Przeczytałam modlitwę:
Modlitwa do św. Józefa
Święty Józefie, dziękuję Ci,
że jeszcze nie wyszłam za mąż.
Święty Józefie, Ty wiesz w Bogu,
kto ma być moim mężem.
Pomóż mi spotkać tego człowieka.
Święty Józefie, spraw, żeby to był mąż,
który będzie mnie kochał i szanował,
jak Ty kochałeś i szanowałeś Maryję.
Święty Józefie, doprowadź do zerwania
każdą moją znajomość,
która nie podoba się Panu Bogu.
Święty Józefie, obiecuję Ci
dochować czystości przed ślubem.
Święty Józefie, obiecuję
dać pierwszemu mojemu dziecku
przynajmniej na drugie imię – Józef.
Święty Józefie, obiecuję innym mówić,
że tak dobrego męża mam dzięki Tobie.
Amen
Nie wiedziałam, że istniej taka modlitwa.
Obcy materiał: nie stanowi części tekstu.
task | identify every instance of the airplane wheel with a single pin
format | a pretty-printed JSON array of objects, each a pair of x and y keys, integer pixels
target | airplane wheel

Nigdy mi o tym nie mówiono na religii. Musi być duży popyt na mężów, skoro takie powstają.
Słyszałam o różnych metodach na znalezienie męża. Moje koleżanki chodzą do wróżki, zapisują się do agencji samotnych serc lub do internetowych grup dyskusyjnych, wyszukują nieznajomych na GG lub Tlenie, szukają tego jedynego na imprezach, w klubach, w kawiarniach, na wycieczkach, na basenie, a nawet w supermarkecie, ale żeby się modlić o męża?! Na to żadna z nas jeszcze nie wpadła. A mówią, że Kościół jest zacofany… Okazuje się, że nawet święci wychodzą naprzeciw naszym oczekiwaniom. Ciekawe, czy jest wersja dla kawalerów?
Cała sytuacja bardzo mnie rozśmieszyła. Nie omieszkałam podzielić się tą opowieścią z przyjaciółkami. Śmiałyśmy się do rozpuku…
Tuż przed pójściem spać postanowiłam spróbować. Pomodliłam się. A nuż zadziała… A co, jeśli zjawi się jakiś książę na białym koniu, a może po prostu normalny, kochający mężczyzna?
O Boże, daj męża, daj męża, daj męża… co wszystko zwycięża.